***

В самом храме не было уже ни имен ни званий, истершиеся плиты пустынного песчаника, серо-палевый, желтоватый, с насечками древних языков, старый как само время камень он помнил многое, он держал в себе кроткую радость встречи и горечь расставания, короткую печаль и долгое счастье, опалимый жаром и пятнами красной краски древний храм солнца помнил все и все еще верил. 
   
Под высокими сводами было сумрачно, мрачно. Быть может так казалось одиннадцатилетнему Михе, впервые попавшему сюда с чередой паломников шедших со стороны долины Кедрона. Следовало идти вместе со всеми, благоговейно взирая и внимая всему что видишь и слышишь. Само место это было намолено так, что не было ни малейшего сомнения - вот здесь, на этом месте произошло священное событие, а вон там, чуть в отдалении другое, более страшное, но самое главное, что Михе совершенно не хотелось ни есть ни пить, словно не было многодневного перехода по Синайской пустыне, нападения и чудесного спасения от бедуинов на кривоногих верблюдах.
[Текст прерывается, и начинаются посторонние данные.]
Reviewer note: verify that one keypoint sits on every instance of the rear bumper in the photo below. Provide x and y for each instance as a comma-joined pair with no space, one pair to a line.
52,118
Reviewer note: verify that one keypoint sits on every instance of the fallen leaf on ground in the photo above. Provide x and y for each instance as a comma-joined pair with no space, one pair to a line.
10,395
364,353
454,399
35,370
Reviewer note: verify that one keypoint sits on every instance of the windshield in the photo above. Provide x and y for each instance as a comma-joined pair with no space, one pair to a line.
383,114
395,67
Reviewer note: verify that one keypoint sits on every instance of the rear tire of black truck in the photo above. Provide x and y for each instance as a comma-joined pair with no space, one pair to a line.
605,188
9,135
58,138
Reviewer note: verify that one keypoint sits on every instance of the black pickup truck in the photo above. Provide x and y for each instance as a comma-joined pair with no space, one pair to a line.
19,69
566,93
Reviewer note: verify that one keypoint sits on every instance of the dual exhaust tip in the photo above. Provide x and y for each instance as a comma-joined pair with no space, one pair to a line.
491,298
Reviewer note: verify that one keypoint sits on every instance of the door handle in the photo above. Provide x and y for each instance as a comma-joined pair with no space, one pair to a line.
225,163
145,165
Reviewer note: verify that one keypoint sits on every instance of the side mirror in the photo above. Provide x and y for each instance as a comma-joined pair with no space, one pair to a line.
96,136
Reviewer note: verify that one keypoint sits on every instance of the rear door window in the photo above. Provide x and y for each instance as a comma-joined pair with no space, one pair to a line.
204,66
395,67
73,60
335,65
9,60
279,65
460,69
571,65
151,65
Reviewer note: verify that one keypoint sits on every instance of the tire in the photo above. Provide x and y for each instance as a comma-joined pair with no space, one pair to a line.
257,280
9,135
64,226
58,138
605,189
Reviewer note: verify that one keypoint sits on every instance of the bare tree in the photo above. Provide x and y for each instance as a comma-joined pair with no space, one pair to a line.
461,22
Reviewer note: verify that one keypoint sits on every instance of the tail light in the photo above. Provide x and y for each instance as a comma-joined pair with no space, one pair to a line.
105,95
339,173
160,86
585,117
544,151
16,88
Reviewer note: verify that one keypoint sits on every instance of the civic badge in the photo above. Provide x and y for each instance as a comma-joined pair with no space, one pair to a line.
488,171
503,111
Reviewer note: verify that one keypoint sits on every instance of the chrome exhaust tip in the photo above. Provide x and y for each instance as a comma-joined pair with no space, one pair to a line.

Пить хотелось всегда, а вот здесь не хочется. как будто твоя душа уже отделилась от тела и существует сама по себе и взирает на людей сверху.
- Шраага шраага, - чуть нараспев произнес темнокожий далеко впереди. Вдруг воздел руки и громко закричал.
Свечки трещали, с них капал воск, слышались голоса, что вот он, тот человек он мессия. Несомненно, ибо многие увидели свет исходивший от него. Людская толпа не желала зла паломнику но так получилось, что сотни людей не сдерживаемые ничем нахлынули и подобно волнам раздавили, смяли священника. Всем хотелось потрогать живого пророка, мессию, упасть на колени и просить, молить о прощении в надежде на искупление.
Миха спрятавшись за вышербленную колонну смотрел не на него.
Он приложил ухо к груди священника и понял, что он уже не дышит. Слишком велика была радость паломников, что бы заметить здесь, за колоннами чью то маленькую смерть. Быть может после.
- Лазарь, Восстань, - прошептал Миха. - Лазарь восстань.
Миха не знал как это правильно. Просто слышал, как читала с завываниями бабка, как пыталась объяснить почему мертвый дворовой пес больше не встанет как ни пытайся, ведь ты не святой, вот разве что сын Божий мог бы, но ему дела нет, есть дела поважнее.
Миха кричал, что это неправильно, есть ему дело есть! Тряс большую кудлатую голову, чувствовал в правой руке уходящее тепло, а затем, вот сейчас еще тише, едва слышно но ощущая себя слабым и сильным одновременно, он произнес: ЛАЗАРЬ, ВОССТАНЬ!